This blog is coming to you from Cottage Grove, Oregon where I am a columnist for the local newspaper. My 'Chatterbox' column chronicles life's ups and downs while the 'Cook's Corner' segment features updated, country-style cooking. The recipes are family-style: economical, fresh, tasty and simple. Enjoy!
Wednesday, November 23, 2016
Oregon Fall Foliage
'Tis the season of pumpkin and apple
The leaves are changing and so is the weather
It's time to put away the shorts and put on the sweater
Halloween is near and Thanksgiving is coming
My favorite time of year this is becoming.
As I finished writing this column a blustery rainstorm blew
into Cottage Grove and largely destroyed today’s subject—the beauty of autumn
and some local places to visit before winter rains set in. By the time you read
this our fall foliage may have washed away. Sorry about that. Mother Nature is
in charge! Perhaps you can save this information in a file under “Fall 2017.”
This column came about out of desperation. For too many
years to count, my husband and I have taken our major vacation of the year in
September or October. The weather is always nice—not too hot and not too
cold—making it a good time to go sightseeing in mostly fall foliage areas
around the country.
years, some of our favorite trips have been to the East Coast. We have fond
memories of eating lobster at Peggy’s Cove on a brisk autumn day and some
fabulous shopping in North Conway after driving through the glorious White
Mountain foliage of New Hampshire.
This year’s trip plans included Niagara Falls and Toronto,
Canada. Unfortunately, it was not to be. Instead, our travel times were visits
to doctors, ERs and hospitals. Chuck has developed some serious cardiac issues
that have curtailed his energy and ability to travel long distances from home.
It’s a bummer.
But you can’t keep determined travelers down. I decided that
this would be a perfect time to make some Oregon fall foliage trips. One does
not have to travel out of state to see color popping up all over the Willamette
Valley. Right here in Cottage Grove all one has to do is head out of town and
up to either Dorena or Cottage Grove Lakes for amazing scenery.

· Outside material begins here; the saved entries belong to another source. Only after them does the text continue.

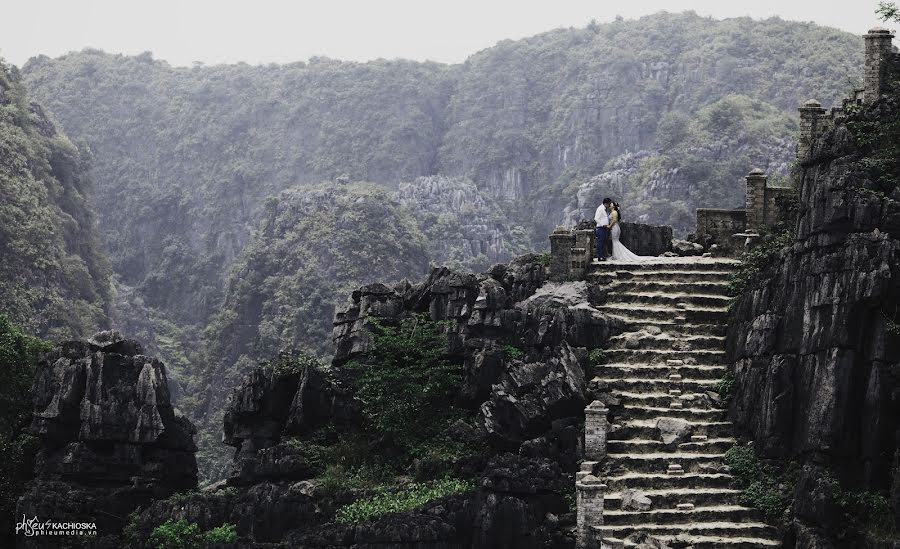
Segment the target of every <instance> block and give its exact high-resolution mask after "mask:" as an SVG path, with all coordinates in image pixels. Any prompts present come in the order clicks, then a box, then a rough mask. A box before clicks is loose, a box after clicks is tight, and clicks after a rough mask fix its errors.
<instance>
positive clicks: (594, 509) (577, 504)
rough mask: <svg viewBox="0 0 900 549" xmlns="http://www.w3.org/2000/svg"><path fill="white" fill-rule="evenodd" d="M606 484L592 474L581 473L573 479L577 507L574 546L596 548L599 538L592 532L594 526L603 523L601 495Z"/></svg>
mask: <svg viewBox="0 0 900 549" xmlns="http://www.w3.org/2000/svg"><path fill="white" fill-rule="evenodd" d="M605 493H606V485H605V484H603V482H602V481H601V480H600V479H599V478H597V477H595V476H594V475H582V476H580V477H579V478H578V480H576V481H575V500H576V501H575V506H576V509H577V512H578V514H577V518H576V532H575V547H577V548H578V549H598V548H599V547H600V540H599V539H598V536H596V535H595V534H594V532H593V527H594V526H602V525H603V495H604V494H605Z"/></svg>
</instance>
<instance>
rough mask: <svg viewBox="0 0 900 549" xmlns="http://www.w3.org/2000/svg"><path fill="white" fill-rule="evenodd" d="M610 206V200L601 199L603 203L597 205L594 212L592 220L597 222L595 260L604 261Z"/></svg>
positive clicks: (605, 251)
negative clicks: (595, 211) (596, 236)
mask: <svg viewBox="0 0 900 549" xmlns="http://www.w3.org/2000/svg"><path fill="white" fill-rule="evenodd" d="M611 208H612V200H610V199H609V198H604V199H603V204H600V206H598V207H597V211H596V212H595V213H594V221H596V222H597V228H596V229H595V234H596V235H597V260H598V261H606V244H607V241H608V240H609V211H610V209H611Z"/></svg>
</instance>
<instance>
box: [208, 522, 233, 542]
mask: <svg viewBox="0 0 900 549" xmlns="http://www.w3.org/2000/svg"><path fill="white" fill-rule="evenodd" d="M203 540H204V541H205V542H206V543H208V544H214V543H234V542H236V541H237V531H236V526H235V525H234V524H223V525H222V526H216V527H215V528H211V529H209V530H207V531H206V533H205V534H203Z"/></svg>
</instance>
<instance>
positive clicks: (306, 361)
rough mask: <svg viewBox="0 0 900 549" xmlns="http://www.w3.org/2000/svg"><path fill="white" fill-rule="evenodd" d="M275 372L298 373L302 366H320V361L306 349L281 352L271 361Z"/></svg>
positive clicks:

Everywhere you go in the Willamette Valley is a scenic
Roads to most wineries and vineyards are colorful and a
leisurely drive from town. And your trips don’t have to be costly. You can pack
a picnic lunch and enjoy the scenery at any of the Willamette Valley’s covered
bridges. The CG Chamber of Commerce has excellent pamphlets that will tell you
how to get to Currin Bridge, Dorena Bridge, the Stewart Bridge and more. All in
There are other covered bridges outside our area. If you get
really adventurous you can drive east on Highway 126 and check out the
Goodpasture Covered Bridge in Vida Oregon. And don’t forget Eugene. Last week,
driving through Eugene’s downtown, I couldn’t help but notice that their trees
are also popping color.
If you’re into biking, there’s still time before the winter
rain sets in to pedal out our wonderful 35.5 mile Cottage Grove Covered Bridge
Tour route. This scenic bikeway will give you up close views of colorful
foliage that you can’t get on a tour bus, The bikeway is a paved path that is
off the street (no car traffic) and suitable for all ages.
We like heading up north. We want to check out a new place
(to us), the Sweetbrier Train and RV Park’s Pumpkin Patch Train Ride. It is
located in Scio, OR, 25 miles east of Salem and Albany or 90 min. from downtown
Portland. We have not been there but if it’s as interesting as Cottage Grove’s
former Blue Goose train ride it will be memorable. The park closes this weekend
for the winter so if you don’t make it, mark your calendar for next year!
Their website says that the park is privately owned and set
in 19 acres of woods with old growth fir that is interspersed with foliage and
creeks. This year, along with the train ride, there is a tractor hayride,
panning for gold and more. The cost for the 2016 Pumpkin Patch Train trip is $6
per person with a can of food; $10 without canned food and free for children
under 2 years of age.
Speaking of Salem, I’m putting the Ankeny National Wildlife
Refuge on our list to visit. It is located just off Interstate 5 and provides
overwintering habitat for the dusky Canada goose and other migratory
waterfowl.It is handicap
accessible and its boardwalks and kiosks are open year-round. All other trails
are closed from Oct. 1 through March 31. There are interpretive signs and a photography
blind available for reservation. Sounds good to me. Check Map Quest for
directions to 2301 Wintel Rd., about 67 miles from C. G.
Another place that we always enjoy is the famous Dean Creek
Elk Viewing area. It is the habitat for hundreds of Oregon’s Roosevelt Elk
population with viewing stations and of course, photo opportunities. Just a few
miles east of Reedsport, on Highway 38, it’s an enjoyable stop on your way to
Now, dear readers, all is not lost if you no longer drive.
You can still enjoy many of these places. Check out Experience Oregon or other
small bus tours. Winter’s a-coming. Enjoy Fall!